Informacje o porannym naruszeniu polskiej przestrzeni powietrznej przez rosyjski dron przedstawił Dowódca Operacyjny Rodzajów Sił Zbrojnych generał dywizji Maciej Klisz. Przedstawił szczegóły dotyczące przelotu i działań polskiej armii.
"Mamy prawdopodobnie do czynienia z wlotem obiektu na terytorium Polski. Obiekt był potwierdzony radiolokacyjne przez co najmniej trzy stacje. Obiekt miałem w pełnym nadzorze, byłem gotowy do jego zestrzelenia" - mówił Klisz.

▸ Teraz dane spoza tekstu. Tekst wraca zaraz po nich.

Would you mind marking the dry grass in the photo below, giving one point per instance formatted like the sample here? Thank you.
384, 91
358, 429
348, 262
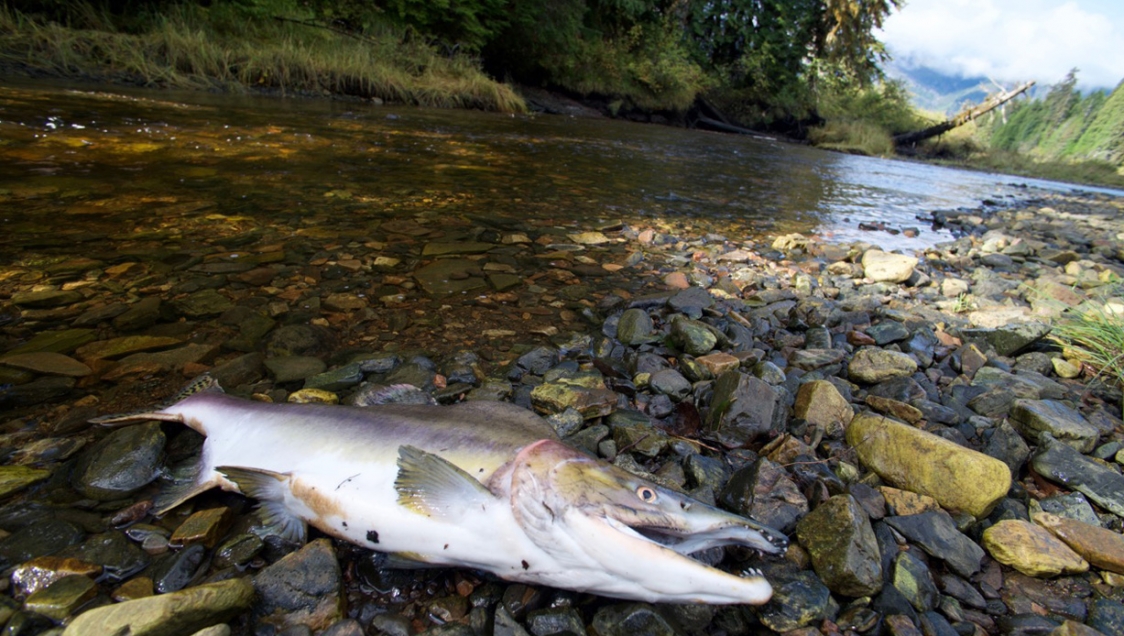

Dzisiejszymi atakami zajęli się już ukraińscy analitycy. Mapa przygotowana przez "Radnika" ukazuje m.in. cztery serie dronów wystrzelonych z miejscowości Chalino pod Kurskiem. Znajduje się tam baza lotnicza "Aerodron". Pierwsza seria wyleciała w kierunku Czernihowa, druga Połtawy. Dwie kolejne leciały nad Kijowem, Żytomierzem i Łuckiem aż do zachodnich kresów Ukrainy. Jeden z nich przeleciał wzdłuż polskiej granicy, zawracając w kierunku Lwowa.
Według ukraińskich ustaleń, "obiekt powietrzny", który naruszył polską przestrzeń, to najprawdopodobniej samobójczy dron typu Shahed. Rosjanie zaatakowali dziś Ukrainę także pociskami typu Kalibr, które wystrzeliwali z Krymu, oraz rakietami balistycznymi.